Durante esa misma visita, Marta me llevó a un sitio donde una familia de gitanos había apostado su carpa. Siendo niña, le maravillaban esas mujeres revestidas de joyas mezcladas con bisutería barata que solían visitar las casas adivinando la suerte. Esa carpa, durante la época de Eichmann, sufrió un incendio, aparentemente intencional. Se supusieron muchas cosas alrededor de aquel accidente que mató a toda una familia. Naturalmente que como novelista yo elijo narrar aquello que me conviene para favorecer mi relato.

Estando en Las Estancias y viendo mi interés por el criminal nazi, Marta me condujo hasta un sitio en el que, hasta el día de hoy, subsiste parte de un túnel que, según se decía, llegaba hasta La Cocha, provincia de Tucumán. Eichmann había proyectado su fuga a través de ese túnel en el caso de ser descubierto.

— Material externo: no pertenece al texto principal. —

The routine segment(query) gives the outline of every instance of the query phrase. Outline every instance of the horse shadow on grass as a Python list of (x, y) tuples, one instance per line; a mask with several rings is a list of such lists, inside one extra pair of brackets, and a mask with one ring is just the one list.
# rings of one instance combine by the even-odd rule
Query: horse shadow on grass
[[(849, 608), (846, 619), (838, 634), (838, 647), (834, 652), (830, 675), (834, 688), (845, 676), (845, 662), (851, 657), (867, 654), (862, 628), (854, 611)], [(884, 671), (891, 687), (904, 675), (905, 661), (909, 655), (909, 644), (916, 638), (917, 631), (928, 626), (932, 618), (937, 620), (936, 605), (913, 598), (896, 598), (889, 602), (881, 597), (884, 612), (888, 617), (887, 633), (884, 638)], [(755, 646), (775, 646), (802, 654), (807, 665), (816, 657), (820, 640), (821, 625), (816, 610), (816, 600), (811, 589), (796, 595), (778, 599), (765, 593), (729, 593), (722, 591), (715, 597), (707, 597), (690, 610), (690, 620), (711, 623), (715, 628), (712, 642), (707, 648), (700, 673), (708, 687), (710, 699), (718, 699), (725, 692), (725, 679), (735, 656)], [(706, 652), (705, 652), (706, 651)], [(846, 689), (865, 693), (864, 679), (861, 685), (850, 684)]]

Sabía que en algún momento todas estas historias aparecerían en la novela. No olvidemos que hablar de novela histórica es un oxímoron dado que si es ficción no puede ser histórica y viceversa.

En el tiempo en que vivía la abuela de Marta, llegar a esta casa era dificultoso por la falta de caminos. La abuela, que por entonces tenía cerca de noventa años, había dejado de caminar. La calesa que la transportaba desde Tucumán la dejaba a unos trescientos metros de subida por el cerro. Ella disponía de una cama con baldaquino y doseles y era cargada por indígenas de la zona. Una estampa perfecta de las novelas de Gabriel García Márquez, eso era Las Estancias a mediados del siglo XX cuando se proyectaba la construcción de una represa. Sí había un proyecto de represa, se cae de maduro que había un ingeniero, no sé si era o no judío, pero yo en mi novela lo bauticé judío. También imaginé que el ingeniero tenía una familia compuesta por su mujer y una niña de unos doce años. Con todos esos elementos podía comenzar a elaborar “Querido Eichmann”.